Anhang 6: So entstand die Immobilienblase
Aznars Beitrag zum Immobiliencrash
Betrügereien und Korruption rund um Luxusimmobilien
Anhang 7: Wie der Stabilitäts- und Wachstumspakt gekillt wurde
Spanien gegen Deutschland Teil 1
Worum wurde eigentlich gestritten – der Pakt enthält doch eindeutige Regeln?
Die Mängelliste des Stabilitätspaktes
Das Spiel der Deutschen mit den Schwächen des SWP
Deutschland bricht sein Versprechen
Spanien gegen Deutschland Teil 2
Gegen wen ist bisher ein solches Verfahren eingeleitet worden?
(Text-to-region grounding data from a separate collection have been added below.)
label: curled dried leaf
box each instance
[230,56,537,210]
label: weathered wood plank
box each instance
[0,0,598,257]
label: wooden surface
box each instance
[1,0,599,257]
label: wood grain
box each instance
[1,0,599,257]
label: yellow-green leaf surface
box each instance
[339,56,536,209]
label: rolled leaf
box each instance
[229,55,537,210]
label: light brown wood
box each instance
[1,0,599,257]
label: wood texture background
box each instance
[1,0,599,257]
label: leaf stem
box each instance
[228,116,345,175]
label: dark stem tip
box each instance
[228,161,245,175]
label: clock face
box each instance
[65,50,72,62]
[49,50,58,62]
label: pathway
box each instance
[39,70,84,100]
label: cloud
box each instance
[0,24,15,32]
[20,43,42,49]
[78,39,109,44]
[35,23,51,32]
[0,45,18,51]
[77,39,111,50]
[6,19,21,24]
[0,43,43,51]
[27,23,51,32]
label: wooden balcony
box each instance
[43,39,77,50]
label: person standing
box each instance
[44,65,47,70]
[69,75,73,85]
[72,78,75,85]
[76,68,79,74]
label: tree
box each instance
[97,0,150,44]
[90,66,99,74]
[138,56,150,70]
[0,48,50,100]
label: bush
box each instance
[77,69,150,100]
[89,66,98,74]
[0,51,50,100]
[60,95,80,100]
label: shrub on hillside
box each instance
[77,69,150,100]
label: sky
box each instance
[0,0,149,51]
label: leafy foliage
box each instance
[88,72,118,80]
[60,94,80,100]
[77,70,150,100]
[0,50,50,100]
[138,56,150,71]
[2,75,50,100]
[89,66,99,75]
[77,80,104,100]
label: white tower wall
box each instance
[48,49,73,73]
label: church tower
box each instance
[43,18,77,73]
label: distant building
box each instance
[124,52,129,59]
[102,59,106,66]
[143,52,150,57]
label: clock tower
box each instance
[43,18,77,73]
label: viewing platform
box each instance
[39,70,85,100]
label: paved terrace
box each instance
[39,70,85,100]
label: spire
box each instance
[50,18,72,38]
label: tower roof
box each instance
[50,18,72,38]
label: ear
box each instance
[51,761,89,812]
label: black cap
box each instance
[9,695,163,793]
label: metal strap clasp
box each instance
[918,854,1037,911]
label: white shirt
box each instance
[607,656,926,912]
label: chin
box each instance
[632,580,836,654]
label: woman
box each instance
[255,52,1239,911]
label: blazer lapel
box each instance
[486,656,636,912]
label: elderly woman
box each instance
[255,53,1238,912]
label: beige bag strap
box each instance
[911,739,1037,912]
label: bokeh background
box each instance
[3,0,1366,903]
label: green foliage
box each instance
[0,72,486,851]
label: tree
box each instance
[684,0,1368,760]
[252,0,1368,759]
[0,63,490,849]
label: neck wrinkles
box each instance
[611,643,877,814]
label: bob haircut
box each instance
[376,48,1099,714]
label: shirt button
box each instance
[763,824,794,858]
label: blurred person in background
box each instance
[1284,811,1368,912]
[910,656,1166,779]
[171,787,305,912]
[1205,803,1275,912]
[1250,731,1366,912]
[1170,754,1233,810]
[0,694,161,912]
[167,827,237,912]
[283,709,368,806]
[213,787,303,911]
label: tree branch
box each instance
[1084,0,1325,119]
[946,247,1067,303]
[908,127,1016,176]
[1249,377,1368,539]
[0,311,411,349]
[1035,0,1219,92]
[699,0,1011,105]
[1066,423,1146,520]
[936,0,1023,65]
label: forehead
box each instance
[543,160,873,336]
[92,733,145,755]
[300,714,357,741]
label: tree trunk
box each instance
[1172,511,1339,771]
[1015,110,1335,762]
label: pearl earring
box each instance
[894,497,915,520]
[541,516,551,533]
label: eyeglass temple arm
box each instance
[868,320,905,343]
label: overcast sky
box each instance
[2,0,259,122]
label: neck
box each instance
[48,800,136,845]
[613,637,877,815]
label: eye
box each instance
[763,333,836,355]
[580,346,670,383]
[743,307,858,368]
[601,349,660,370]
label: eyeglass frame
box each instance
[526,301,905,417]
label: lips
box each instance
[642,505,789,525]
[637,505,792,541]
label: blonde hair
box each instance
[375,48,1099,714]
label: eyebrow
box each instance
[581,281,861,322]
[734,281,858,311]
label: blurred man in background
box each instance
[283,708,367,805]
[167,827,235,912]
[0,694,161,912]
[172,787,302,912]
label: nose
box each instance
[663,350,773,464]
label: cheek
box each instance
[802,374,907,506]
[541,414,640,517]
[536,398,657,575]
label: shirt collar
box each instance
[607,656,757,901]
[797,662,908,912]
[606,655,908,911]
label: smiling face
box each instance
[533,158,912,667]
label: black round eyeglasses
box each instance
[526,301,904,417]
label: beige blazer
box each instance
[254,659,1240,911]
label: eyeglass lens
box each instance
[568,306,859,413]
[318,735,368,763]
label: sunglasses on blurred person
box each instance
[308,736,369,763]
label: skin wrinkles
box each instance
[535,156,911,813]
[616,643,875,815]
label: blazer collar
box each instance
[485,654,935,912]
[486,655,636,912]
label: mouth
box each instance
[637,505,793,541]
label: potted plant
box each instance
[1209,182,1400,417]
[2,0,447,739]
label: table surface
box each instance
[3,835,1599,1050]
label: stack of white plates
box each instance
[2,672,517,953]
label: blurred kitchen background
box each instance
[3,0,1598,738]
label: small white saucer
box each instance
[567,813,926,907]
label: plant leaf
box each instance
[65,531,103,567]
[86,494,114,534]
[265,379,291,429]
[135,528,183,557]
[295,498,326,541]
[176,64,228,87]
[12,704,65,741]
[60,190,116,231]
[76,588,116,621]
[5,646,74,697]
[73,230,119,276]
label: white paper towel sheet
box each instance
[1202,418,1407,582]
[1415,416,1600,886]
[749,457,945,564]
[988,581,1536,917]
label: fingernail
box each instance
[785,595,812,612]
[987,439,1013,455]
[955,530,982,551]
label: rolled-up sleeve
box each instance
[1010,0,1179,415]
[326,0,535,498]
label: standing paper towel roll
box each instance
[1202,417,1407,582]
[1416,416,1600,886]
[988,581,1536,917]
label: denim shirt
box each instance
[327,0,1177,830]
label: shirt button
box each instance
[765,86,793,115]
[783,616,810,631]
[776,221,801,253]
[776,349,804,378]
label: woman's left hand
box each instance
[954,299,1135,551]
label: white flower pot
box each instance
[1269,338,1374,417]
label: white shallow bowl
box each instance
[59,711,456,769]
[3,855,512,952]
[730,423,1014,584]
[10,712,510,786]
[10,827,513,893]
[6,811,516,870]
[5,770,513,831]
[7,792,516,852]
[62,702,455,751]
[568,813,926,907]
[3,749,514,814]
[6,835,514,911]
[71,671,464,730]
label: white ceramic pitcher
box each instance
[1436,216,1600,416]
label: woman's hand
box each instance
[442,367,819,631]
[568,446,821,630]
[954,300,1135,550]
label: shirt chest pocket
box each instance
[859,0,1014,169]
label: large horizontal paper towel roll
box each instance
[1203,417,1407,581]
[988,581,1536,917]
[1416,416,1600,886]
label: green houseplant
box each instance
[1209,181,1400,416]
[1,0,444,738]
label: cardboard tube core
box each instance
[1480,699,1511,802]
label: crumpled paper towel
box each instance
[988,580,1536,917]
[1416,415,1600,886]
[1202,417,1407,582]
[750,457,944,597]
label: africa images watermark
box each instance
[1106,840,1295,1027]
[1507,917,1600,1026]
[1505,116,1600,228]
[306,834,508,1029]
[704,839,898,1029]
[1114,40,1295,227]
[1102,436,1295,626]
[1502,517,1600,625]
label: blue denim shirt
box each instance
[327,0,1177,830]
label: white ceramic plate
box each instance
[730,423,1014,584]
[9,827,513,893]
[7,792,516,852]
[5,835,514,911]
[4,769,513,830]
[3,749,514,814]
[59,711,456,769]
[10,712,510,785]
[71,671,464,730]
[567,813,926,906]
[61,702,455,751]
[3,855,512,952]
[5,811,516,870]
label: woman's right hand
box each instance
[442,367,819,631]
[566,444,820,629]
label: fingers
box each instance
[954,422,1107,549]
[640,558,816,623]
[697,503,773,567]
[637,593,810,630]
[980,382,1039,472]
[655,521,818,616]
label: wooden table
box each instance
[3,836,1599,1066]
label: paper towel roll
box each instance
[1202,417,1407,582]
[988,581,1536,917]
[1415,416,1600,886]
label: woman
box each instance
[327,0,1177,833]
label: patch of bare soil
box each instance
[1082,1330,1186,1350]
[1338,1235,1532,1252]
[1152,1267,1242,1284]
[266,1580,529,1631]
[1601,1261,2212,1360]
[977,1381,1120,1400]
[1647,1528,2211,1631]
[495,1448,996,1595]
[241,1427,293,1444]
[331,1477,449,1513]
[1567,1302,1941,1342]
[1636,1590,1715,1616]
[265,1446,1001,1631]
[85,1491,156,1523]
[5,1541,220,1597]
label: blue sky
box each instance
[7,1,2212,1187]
Größter Schuldner Europas, noch vor Italien
Hatte Kanzler Schröder also doch Recht?
Zur Einstimmung
Die Eurozone gerät in immer kürzeren Zeitabschnitten unter stärkeren Druck. Warum? Weil sich die Europäische Kommission und der Europäische Rat – kurz: die Euro-Elite – immer nur durchwursteln und kein Problem lösen. Dadurch wird die Zahl der Kandidaten für den Rettungsschirm immer länger: Gegenwärtig stehen Griechenland, Zypern, Italien, Portugal und Spanien auf der Liste. Seit Beginn des Jahres rückt auch Frankreich immer häufiger ins Blickfeld. Der Eurozonen-Ballon ist bis zum Bersten aufgepumpt. Wann platzt er? Wenn außer Griechenland noch ein weiteres südeuropäisches Land vor der Pleite steht. Wer könnte das sein? Wer killt den Euro? „Mit Spanien wird sich das Schicksal Europas entscheiden“, schrieb der Wirtschaftsnobelpreisträger Paul Krugman 2008 in einem Artikel der Tageszeitung „El Pais“, der wenige Tage vor dem EU-Gipfel am 28./29. Juni erschien. Für diese Einschätzung gibt es überzeugende Gründe. In diesem Buch werden sie offengelegt.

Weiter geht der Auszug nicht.